Comme l’a annoncé le géant jaune l’an dernier en promettant la disparition à terme de 500 à 600 bureaux en Suisse, la préférence de l’entreprise va aux agences postales (confiées à des tiers, souvent des magasins privés). «Il y en a déjà soixante et une dans le canton, c’est notre formule favorite car elle permet de conserver une poste au village», explique Thomas Baur. En plus des 78 bureaux restants, l’entreprise précise qu’elle «crée une quinzaine de points de service supplémentaires»: des automates My Post 24 dans les centres urbains et des points de dépôt et de retrait de lettres et colis, appelés «PickPost». Cette nouvelle mue devrait entraîner la suppression de 62 places de travail. «Nous ferons tout pour éviter des licenciements, les personnes se verront proposer un autre travail», précise Thomas Baur. Les cadres de La Poste ont rencontré deux fois le Conseil d’Etat vaudois pour lui exposer son plan. Avec quels effets concrets? «On ne peut pas détailler, mais le bureau de Granges-près-Marnand est finalement garanti», évoque François Ceppi, un des responsables du secteur vente.

Des assemblées publiques

La Poste semble en tout cas avoir pris acte du mécontentement que suscitent ses cures minceur successives: elle organisera désormais des réunions publiques avec les habitants des communes concernées. Il s’agit d’entendre les griefs, mais surtout «d’expliquer la situation» et de détailler les offres alternatives. La grande restructuration a aussi suscité une foule d’interventions parlementaires à Berne, pour garantir la desserte, l’acheminement du courrier le matin ou des services dans les agences postales comparables à ceux des bureaux traditionnels. Après avoir critiqué la restructuration en tant que député à Lausanne, Samuel Bendahan (PS) compte bien continuer lorsqu’il sera assermenté au Conseil national dans quelques jours. «Cela nous fait une belle jambe que La Poste vienne expliquer sa vision, dit-il. Il faudrait un vrai débat. J’espère que ce plan suscitera une levée de boucliers. Si personne ne dit rien, les stratèges de La Poste feront à leur idée.»
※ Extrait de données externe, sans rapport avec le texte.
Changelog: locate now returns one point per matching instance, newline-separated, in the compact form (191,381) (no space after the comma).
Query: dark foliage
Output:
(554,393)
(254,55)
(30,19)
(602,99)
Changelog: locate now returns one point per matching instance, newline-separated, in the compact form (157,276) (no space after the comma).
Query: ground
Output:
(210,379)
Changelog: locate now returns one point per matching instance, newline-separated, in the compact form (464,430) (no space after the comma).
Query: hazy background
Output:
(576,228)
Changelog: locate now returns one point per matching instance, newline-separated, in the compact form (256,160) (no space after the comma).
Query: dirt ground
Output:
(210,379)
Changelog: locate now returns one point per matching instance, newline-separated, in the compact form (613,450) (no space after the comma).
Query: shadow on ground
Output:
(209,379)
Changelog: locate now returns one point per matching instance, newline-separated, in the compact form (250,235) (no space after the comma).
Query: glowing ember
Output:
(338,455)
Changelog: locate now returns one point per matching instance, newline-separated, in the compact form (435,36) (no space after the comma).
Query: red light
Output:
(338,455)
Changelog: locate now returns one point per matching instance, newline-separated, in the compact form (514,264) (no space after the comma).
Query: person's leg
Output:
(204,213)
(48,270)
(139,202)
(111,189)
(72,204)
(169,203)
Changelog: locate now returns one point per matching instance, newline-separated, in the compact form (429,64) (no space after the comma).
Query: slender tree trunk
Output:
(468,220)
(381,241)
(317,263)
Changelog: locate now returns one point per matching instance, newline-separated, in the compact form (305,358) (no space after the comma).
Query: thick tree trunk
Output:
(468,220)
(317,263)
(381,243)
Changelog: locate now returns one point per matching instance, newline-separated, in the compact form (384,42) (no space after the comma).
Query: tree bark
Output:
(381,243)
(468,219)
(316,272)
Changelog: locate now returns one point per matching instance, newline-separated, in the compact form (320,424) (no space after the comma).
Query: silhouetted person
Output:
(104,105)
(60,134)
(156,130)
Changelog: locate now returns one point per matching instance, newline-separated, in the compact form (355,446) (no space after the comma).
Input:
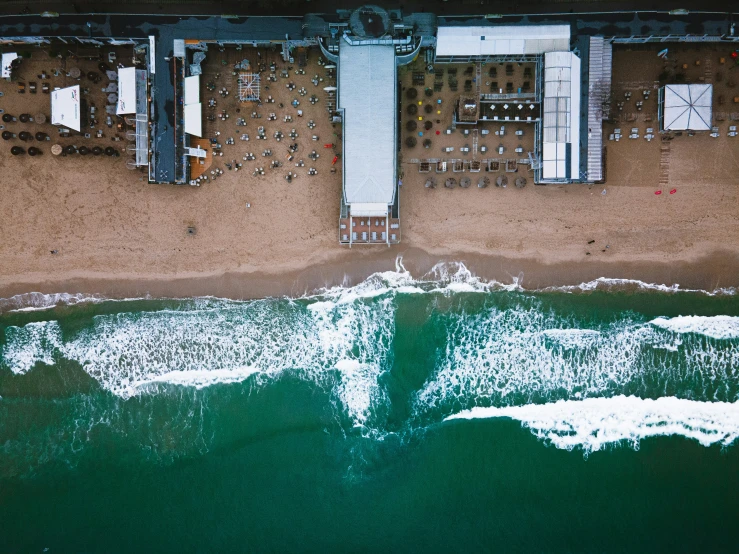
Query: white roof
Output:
(361,209)
(367,94)
(7,60)
(194,119)
(192,89)
(561,117)
(687,107)
(126,91)
(501,40)
(65,107)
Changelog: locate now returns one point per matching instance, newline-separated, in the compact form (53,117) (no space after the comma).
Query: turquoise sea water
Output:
(442,414)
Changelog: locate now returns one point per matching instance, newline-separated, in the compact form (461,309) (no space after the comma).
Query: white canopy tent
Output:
(192,90)
(501,40)
(194,119)
(126,91)
(8,59)
(687,107)
(65,107)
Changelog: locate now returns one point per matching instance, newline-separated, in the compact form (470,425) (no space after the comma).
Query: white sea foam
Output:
(223,342)
(38,301)
(609,284)
(33,343)
(594,423)
(717,327)
(200,379)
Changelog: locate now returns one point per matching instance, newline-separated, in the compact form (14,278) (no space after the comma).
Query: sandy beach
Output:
(117,235)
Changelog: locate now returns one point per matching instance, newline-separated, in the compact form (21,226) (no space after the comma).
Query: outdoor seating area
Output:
(633,131)
(61,101)
(250,94)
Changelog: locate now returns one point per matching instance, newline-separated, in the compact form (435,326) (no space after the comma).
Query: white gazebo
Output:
(686,107)
(8,59)
(65,107)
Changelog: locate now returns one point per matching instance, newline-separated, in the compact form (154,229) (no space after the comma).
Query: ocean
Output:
(439,413)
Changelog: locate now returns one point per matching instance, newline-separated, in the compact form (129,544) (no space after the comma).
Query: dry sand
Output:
(118,235)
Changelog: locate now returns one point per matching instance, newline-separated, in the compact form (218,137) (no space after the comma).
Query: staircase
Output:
(664,164)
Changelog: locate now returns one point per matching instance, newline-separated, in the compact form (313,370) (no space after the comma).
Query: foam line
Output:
(716,327)
(594,423)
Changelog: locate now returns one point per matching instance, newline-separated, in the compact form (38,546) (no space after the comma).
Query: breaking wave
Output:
(595,423)
(500,354)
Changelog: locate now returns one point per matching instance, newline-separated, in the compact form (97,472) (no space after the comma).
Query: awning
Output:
(7,62)
(65,107)
(192,90)
(126,91)
(366,209)
(194,119)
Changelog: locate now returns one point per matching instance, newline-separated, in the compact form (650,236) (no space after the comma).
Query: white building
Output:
(368,101)
(461,44)
(560,139)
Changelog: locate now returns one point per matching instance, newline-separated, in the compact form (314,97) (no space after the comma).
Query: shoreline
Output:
(719,270)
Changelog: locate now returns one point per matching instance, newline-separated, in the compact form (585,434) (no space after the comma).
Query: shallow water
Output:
(430,414)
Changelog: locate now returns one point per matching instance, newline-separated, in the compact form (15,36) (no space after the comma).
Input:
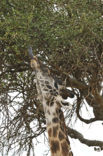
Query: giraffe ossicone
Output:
(49,96)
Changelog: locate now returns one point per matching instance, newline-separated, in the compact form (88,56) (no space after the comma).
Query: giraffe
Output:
(49,95)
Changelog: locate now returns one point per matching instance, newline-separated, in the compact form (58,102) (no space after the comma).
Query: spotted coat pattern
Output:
(49,96)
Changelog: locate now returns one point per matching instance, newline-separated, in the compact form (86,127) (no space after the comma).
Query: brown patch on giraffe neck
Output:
(55,131)
(55,147)
(64,148)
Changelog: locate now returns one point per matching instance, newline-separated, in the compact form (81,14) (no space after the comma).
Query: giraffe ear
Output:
(65,93)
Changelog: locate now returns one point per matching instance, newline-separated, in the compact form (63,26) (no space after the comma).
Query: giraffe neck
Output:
(56,128)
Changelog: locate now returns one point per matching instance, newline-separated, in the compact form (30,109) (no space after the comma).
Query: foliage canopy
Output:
(68,36)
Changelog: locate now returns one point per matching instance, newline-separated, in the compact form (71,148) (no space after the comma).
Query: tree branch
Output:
(76,135)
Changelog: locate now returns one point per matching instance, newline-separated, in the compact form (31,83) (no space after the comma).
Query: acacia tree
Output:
(68,37)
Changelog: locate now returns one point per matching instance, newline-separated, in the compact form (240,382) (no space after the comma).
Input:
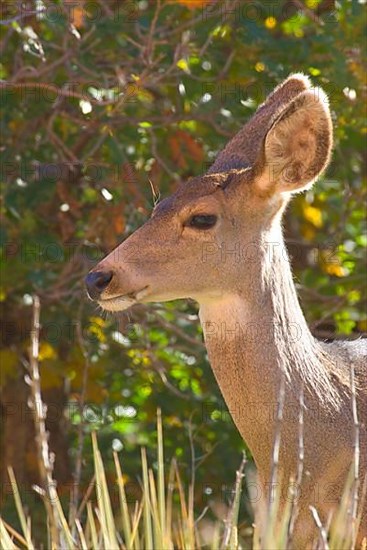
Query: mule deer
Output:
(218,240)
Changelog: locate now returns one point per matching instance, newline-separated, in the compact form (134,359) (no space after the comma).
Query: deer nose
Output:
(96,282)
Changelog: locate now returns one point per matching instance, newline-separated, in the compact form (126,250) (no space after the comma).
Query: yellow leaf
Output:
(259,67)
(182,64)
(270,22)
(313,215)
(46,352)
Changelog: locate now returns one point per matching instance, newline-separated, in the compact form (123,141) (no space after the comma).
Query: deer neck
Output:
(257,335)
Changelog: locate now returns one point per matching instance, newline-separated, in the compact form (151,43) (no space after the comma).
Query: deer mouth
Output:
(123,301)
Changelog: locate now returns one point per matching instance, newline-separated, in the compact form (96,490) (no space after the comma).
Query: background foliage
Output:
(101,100)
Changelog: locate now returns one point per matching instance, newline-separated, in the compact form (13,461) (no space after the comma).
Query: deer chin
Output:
(124,301)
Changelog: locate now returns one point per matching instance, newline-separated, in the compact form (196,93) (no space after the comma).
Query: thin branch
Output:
(322,531)
(80,443)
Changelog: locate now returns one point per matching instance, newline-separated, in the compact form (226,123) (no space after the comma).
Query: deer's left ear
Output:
(297,146)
Notre édito: Cette Poste qui veut fermer toutes les postes

Les critiques ne se cantonnent pas à la gauche. Le conseiller national Olivier Feller (PLR) s’est récemment élevé contre ce «royaume postal où le client n’est pas roi». Il a le sentiment que «La Poste a développé une dynamique propre qui lui a permis d’échapper au champ d’influence du pouvoir politique, et c’est pourtant une entreprise publique. Il est temps que ça change.» Libéral-radical, il précise que l’attachement à l’économie de marché «n’empêche pas de tenir aux prestations du service universel. Or on ne peut pas confier à un vendeur d’épicerie les mêmes tâches qu’à un postier.»
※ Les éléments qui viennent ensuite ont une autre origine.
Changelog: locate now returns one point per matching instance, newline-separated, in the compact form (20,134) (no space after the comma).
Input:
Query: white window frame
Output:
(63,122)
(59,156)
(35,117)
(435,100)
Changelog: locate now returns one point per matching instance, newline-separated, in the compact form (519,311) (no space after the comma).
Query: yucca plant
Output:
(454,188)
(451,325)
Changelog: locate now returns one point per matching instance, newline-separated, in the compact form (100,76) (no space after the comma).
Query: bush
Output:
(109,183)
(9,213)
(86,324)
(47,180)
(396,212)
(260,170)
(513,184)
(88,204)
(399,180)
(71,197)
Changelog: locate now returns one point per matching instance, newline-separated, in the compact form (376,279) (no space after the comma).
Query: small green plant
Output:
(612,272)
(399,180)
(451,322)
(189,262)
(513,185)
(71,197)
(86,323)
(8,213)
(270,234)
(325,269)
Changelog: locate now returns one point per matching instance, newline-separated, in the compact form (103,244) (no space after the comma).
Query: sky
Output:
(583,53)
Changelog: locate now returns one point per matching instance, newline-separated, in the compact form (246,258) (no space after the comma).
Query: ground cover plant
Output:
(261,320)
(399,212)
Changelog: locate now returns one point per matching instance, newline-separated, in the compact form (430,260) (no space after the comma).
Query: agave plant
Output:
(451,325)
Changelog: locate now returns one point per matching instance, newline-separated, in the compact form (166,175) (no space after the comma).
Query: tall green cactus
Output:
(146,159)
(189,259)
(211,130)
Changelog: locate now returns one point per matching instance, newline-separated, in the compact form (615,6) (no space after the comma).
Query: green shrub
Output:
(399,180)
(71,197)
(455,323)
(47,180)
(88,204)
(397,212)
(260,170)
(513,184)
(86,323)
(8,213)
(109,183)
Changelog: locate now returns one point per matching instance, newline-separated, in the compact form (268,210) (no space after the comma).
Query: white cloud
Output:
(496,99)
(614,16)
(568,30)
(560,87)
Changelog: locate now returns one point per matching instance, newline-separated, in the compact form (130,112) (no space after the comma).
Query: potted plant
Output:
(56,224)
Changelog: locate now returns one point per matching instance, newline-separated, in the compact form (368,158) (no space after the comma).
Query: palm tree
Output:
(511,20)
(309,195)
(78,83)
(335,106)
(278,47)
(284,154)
La Poste affirme prendre ces remarques au sérieux. Elle va ainsi «mettre en place un service à domicile même dans les régions où il y a des agences, et ce dès le mois de septembre», précise sa porte-parole, Nathalie Dérobert Felley. Par contre, une agence ne pourra pas fournir les mêmes prestations qu’un bureau, notamment pour le trafic d’argent en espèces. «Il faut un coffre-fort… Soyons réalistes, on ne peut pas transformer une pharmacie en Fort Knox», explique Thomas Baur.